Ghost Ride to Ho Hum


Just days after basing my opinion of the impending release of Ghost Rider on its trailer and my knowledge of the comic's history, Cinematical has validated my uncanny vision:
    So after months of delay, several unimpressive pieces of promotional material, and an alleged press blackout, tonight (only a few short hours before its release date) we finally got to take a look at Mark Steven Johnson's Ghost Rider -- a Marvel Comics adaptation that, frankly, never should have even made it past the pre-production stage. This is a shapeless, confused and entirely muddle-headed movie, and it's one that got green-lit only because, hey, Spider-Man, Batman and X-Men turn huge profits, and as of a few years back, each movie studio was falling all over one another to get their hands on some of the "secondary" Marvel characters.

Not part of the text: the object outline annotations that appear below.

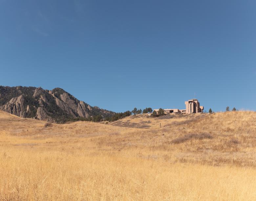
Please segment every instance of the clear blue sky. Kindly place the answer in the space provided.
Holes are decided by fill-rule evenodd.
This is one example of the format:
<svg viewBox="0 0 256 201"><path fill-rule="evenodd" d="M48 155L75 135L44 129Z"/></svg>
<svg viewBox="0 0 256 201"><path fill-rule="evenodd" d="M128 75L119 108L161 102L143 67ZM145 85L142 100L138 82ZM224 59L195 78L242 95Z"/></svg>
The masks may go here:
<svg viewBox="0 0 256 201"><path fill-rule="evenodd" d="M256 1L0 0L0 85L115 111L256 110Z"/></svg>

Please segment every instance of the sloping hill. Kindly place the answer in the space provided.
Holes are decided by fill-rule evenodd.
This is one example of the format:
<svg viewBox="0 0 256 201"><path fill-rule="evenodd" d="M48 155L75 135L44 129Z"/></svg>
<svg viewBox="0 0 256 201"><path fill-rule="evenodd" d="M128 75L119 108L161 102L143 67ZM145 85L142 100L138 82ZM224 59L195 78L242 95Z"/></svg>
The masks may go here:
<svg viewBox="0 0 256 201"><path fill-rule="evenodd" d="M0 110L23 117L60 121L92 116L111 116L115 113L93 107L60 88L0 86Z"/></svg>
<svg viewBox="0 0 256 201"><path fill-rule="evenodd" d="M0 111L0 199L252 200L256 127L251 111L60 124Z"/></svg>

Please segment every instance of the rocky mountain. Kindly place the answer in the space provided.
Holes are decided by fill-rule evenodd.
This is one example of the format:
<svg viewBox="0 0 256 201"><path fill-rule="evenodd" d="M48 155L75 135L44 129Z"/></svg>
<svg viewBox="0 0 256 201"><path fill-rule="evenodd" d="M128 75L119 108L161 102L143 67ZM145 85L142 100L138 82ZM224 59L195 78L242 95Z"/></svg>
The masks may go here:
<svg viewBox="0 0 256 201"><path fill-rule="evenodd" d="M109 117L116 114L91 106L60 88L51 90L31 87L0 86L0 110L21 117L56 121L63 117Z"/></svg>

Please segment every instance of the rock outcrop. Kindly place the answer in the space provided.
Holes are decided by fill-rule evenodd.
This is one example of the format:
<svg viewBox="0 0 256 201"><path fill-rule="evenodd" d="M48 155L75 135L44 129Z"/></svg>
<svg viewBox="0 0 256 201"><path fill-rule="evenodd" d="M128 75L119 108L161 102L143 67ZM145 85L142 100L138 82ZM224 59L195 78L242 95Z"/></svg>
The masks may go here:
<svg viewBox="0 0 256 201"><path fill-rule="evenodd" d="M79 117L88 118L115 113L92 107L60 88L52 90L41 88L0 86L0 110L21 117L57 119Z"/></svg>
<svg viewBox="0 0 256 201"><path fill-rule="evenodd" d="M24 102L23 95L21 95L12 98L6 104L0 106L0 110L20 117L25 117L27 110Z"/></svg>

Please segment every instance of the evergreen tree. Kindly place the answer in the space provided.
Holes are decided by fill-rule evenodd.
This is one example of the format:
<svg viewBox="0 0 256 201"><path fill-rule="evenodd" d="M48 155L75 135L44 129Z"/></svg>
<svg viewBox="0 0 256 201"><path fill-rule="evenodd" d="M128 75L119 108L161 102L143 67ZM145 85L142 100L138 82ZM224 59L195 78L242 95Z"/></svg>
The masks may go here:
<svg viewBox="0 0 256 201"><path fill-rule="evenodd" d="M152 110L152 108L146 108L143 110L143 111L142 111L142 113L143 114L145 114L148 112L152 112L152 111L153 110Z"/></svg>
<svg viewBox="0 0 256 201"><path fill-rule="evenodd" d="M143 110L143 111L142 112L142 113L143 114L145 114L146 113L147 113L148 112L148 109L147 108L146 108L145 109L144 109Z"/></svg>
<svg viewBox="0 0 256 201"><path fill-rule="evenodd" d="M133 113L133 114L134 115L136 115L136 114L137 114L137 112L138 112L138 111L137 110L137 108L134 108L134 109L132 111L132 112Z"/></svg>
<svg viewBox="0 0 256 201"><path fill-rule="evenodd" d="M164 111L162 108L160 108L158 110L158 113L159 116L164 115Z"/></svg>
<svg viewBox="0 0 256 201"><path fill-rule="evenodd" d="M157 116L157 112L155 110L154 110L153 112L152 112L152 114L151 114L153 116Z"/></svg>

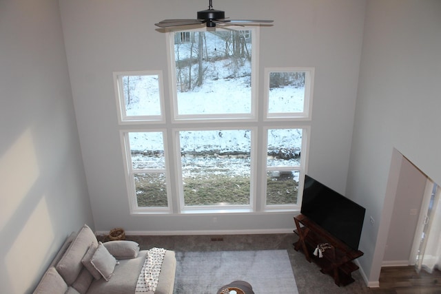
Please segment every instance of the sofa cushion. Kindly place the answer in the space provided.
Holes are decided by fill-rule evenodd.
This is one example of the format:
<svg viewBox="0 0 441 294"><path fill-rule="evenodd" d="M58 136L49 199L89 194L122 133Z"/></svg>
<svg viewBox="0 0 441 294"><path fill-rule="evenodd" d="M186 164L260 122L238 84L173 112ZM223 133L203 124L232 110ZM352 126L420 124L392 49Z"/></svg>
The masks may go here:
<svg viewBox="0 0 441 294"><path fill-rule="evenodd" d="M68 286L75 282L81 271L81 260L92 242L98 243L96 237L90 228L85 224L57 264L57 271L61 275Z"/></svg>
<svg viewBox="0 0 441 294"><path fill-rule="evenodd" d="M80 272L76 280L75 280L75 282L74 282L74 284L72 284L72 286L75 288L75 290L80 294L85 294L90 286L93 280L94 277L89 271L84 267Z"/></svg>
<svg viewBox="0 0 441 294"><path fill-rule="evenodd" d="M75 289L74 287L69 287L68 291L65 294L81 294L79 291Z"/></svg>
<svg viewBox="0 0 441 294"><path fill-rule="evenodd" d="M103 243L104 246L117 260L134 258L139 253L139 244L134 241L116 240Z"/></svg>
<svg viewBox="0 0 441 294"><path fill-rule="evenodd" d="M99 271L106 281L108 281L113 275L117 262L118 261L101 242L98 244L98 248L90 260L92 265Z"/></svg>
<svg viewBox="0 0 441 294"><path fill-rule="evenodd" d="M98 248L98 244L95 244L92 243L89 249L88 249L88 252L86 252L85 255L81 260L81 262L88 269L89 273L95 278L95 280L99 280L101 278L101 274L94 267L94 266L90 263L90 260L92 260L92 258L94 256L96 249Z"/></svg>
<svg viewBox="0 0 441 294"><path fill-rule="evenodd" d="M51 266L44 273L34 294L64 294L67 290L68 285L63 277Z"/></svg>

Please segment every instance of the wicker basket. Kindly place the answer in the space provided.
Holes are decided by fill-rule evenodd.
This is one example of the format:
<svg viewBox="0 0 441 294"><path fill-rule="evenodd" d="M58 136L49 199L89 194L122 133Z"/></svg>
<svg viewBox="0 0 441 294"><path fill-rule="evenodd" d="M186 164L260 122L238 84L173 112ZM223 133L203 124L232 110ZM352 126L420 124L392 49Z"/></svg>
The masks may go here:
<svg viewBox="0 0 441 294"><path fill-rule="evenodd" d="M109 233L109 239L112 241L116 240L125 240L125 233L124 229L115 228L110 230Z"/></svg>

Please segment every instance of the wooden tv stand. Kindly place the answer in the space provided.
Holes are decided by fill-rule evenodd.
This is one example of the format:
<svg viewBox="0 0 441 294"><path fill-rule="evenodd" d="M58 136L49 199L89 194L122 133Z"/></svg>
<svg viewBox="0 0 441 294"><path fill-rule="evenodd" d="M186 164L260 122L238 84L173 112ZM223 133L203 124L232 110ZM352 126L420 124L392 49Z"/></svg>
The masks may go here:
<svg viewBox="0 0 441 294"><path fill-rule="evenodd" d="M338 286L353 282L354 280L351 273L358 269L353 260L362 256L363 253L351 249L302 214L294 216L294 222L296 227L294 233L299 237L298 241L294 243L294 249L301 249L307 260L317 264L321 268L320 271L334 277ZM318 254L314 255L313 253L317 246L324 243L328 243L331 248L322 253L322 258Z"/></svg>

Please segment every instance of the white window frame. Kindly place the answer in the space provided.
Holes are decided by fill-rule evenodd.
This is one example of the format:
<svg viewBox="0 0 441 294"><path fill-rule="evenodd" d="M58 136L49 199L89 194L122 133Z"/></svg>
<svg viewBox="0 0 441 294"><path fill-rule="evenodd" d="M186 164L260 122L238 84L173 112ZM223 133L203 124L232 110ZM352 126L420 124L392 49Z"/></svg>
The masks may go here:
<svg viewBox="0 0 441 294"><path fill-rule="evenodd" d="M259 56L259 34L260 28L258 27L247 28L244 30L243 27L229 27L228 30L234 30L238 31L249 30L252 32L252 79L251 79L251 112L249 114L199 114L199 115L185 115L178 114L178 96L177 96L177 85L176 69L174 65L174 33L180 32L182 29L170 29L167 32L167 57L168 61L169 81L170 82L170 93L172 97L172 105L173 105L172 113L171 114L172 120L176 123L186 123L189 121L209 120L213 122L223 121L240 121L247 120L250 121L258 121L257 114L258 98L258 56ZM192 29L193 32L208 32L207 28L199 29Z"/></svg>
<svg viewBox="0 0 441 294"><path fill-rule="evenodd" d="M139 207L138 199L136 197L136 191L134 179L134 174L139 174L140 171L133 169L132 162L132 154L130 152L130 142L128 134L132 132L161 132L163 133L163 140L164 144L164 160L165 167L164 169L158 169L156 171L161 171L165 174L166 177L166 189L167 189L167 207ZM120 131L120 138L121 141L121 148L123 150L123 159L125 167L125 185L127 187L127 197L129 200L129 209L130 214L146 214L146 213L171 213L172 212L172 186L170 180L170 158L167 152L167 129L124 129ZM149 170L145 169L146 173Z"/></svg>
<svg viewBox="0 0 441 294"><path fill-rule="evenodd" d="M302 147L301 147L301 156L300 156L300 165L299 167L268 167L267 158L267 151L268 146L268 130L274 129L302 129ZM311 134L311 127L305 125L277 125L276 126L265 126L263 132L263 154L261 156L263 158L265 158L263 165L264 167L263 169L263 180L260 181L260 190L263 191L262 194L262 204L263 210L264 211L286 211L287 210L300 210L302 204L302 196L303 194L303 189L300 189L303 187L305 182L305 175L307 173L307 161L309 156L309 138ZM267 174L269 171L288 171L293 170L298 171L300 173L300 177L298 179L298 191L297 191L297 204L267 204Z"/></svg>
<svg viewBox="0 0 441 294"><path fill-rule="evenodd" d="M302 112L269 113L269 74L271 72L305 72L305 98ZM312 98L314 85L314 67L265 67L265 118L269 120L309 120L312 119Z"/></svg>
<svg viewBox="0 0 441 294"><path fill-rule="evenodd" d="M178 182L178 207L177 209L181 213L250 213L256 211L256 176L258 173L256 172L256 161L257 155L257 133L258 128L256 127L249 127L245 125L237 125L236 127L222 127L223 130L236 130L240 129L247 129L251 130L251 165L250 165L250 183L249 183L249 204L243 205L205 205L205 206L185 206L184 202L184 187L182 181L182 162L181 161L181 143L179 140L179 132L181 131L212 131L218 130L219 127L191 127L191 128L175 128L172 129L173 133L173 145L175 147L176 158L176 181Z"/></svg>
<svg viewBox="0 0 441 294"><path fill-rule="evenodd" d="M127 116L125 112L124 90L123 89L123 76L158 76L158 87L159 89L159 103L161 114L158 116ZM162 70L143 70L132 72L114 72L113 73L115 96L116 98L116 109L118 111L118 123L119 125L129 125L136 123L158 123L165 121L164 109L164 86Z"/></svg>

    And therein lies the basic problem with Ghost Rider: It's not about anything. One could argue that the Spider-Man films are about growing up and learning responsibility; that the X-Men represent the strength of the marginalized, the disenfranchised and the weird; Batman focuses on that inner battle between light and dark that we all have to deal with. Ghost Rider? Well, it's about a skull-faced undead motorcycle rider who wields a chain and whose face is on fire. Beyond that, I give up. I've seen coffee commercials with meatier subtextual elements.
I'm just sad to see that Wes Bentley somehow has gotten involved with the movie. Where has he gone? Well, with reading the further description, on top of the heap of crap that is this film:
    Seems that Meph needs Johnny to become his "ghost rider," a magical bounty hunter who must stand in the way of the evil Blackheart (Wes Bentley, so wooden he splinters) and his three elemental sidekicks. Johnny must also woo his old girlfriend (Eva Mendes, counting the beats until her own line deliveries but packing a whole bunch of cleavage-intensive blouses), chuckle briefly with his comic relief (Donal Logue, completely un-comic), and deal with huge volleys of exposition from a wizened old weirdo (Sam Elliott, the only actor in the flick who seems to realize how insipid the whole thing is).
Is this finally the death knell for Nicolas Cage? One can only hope.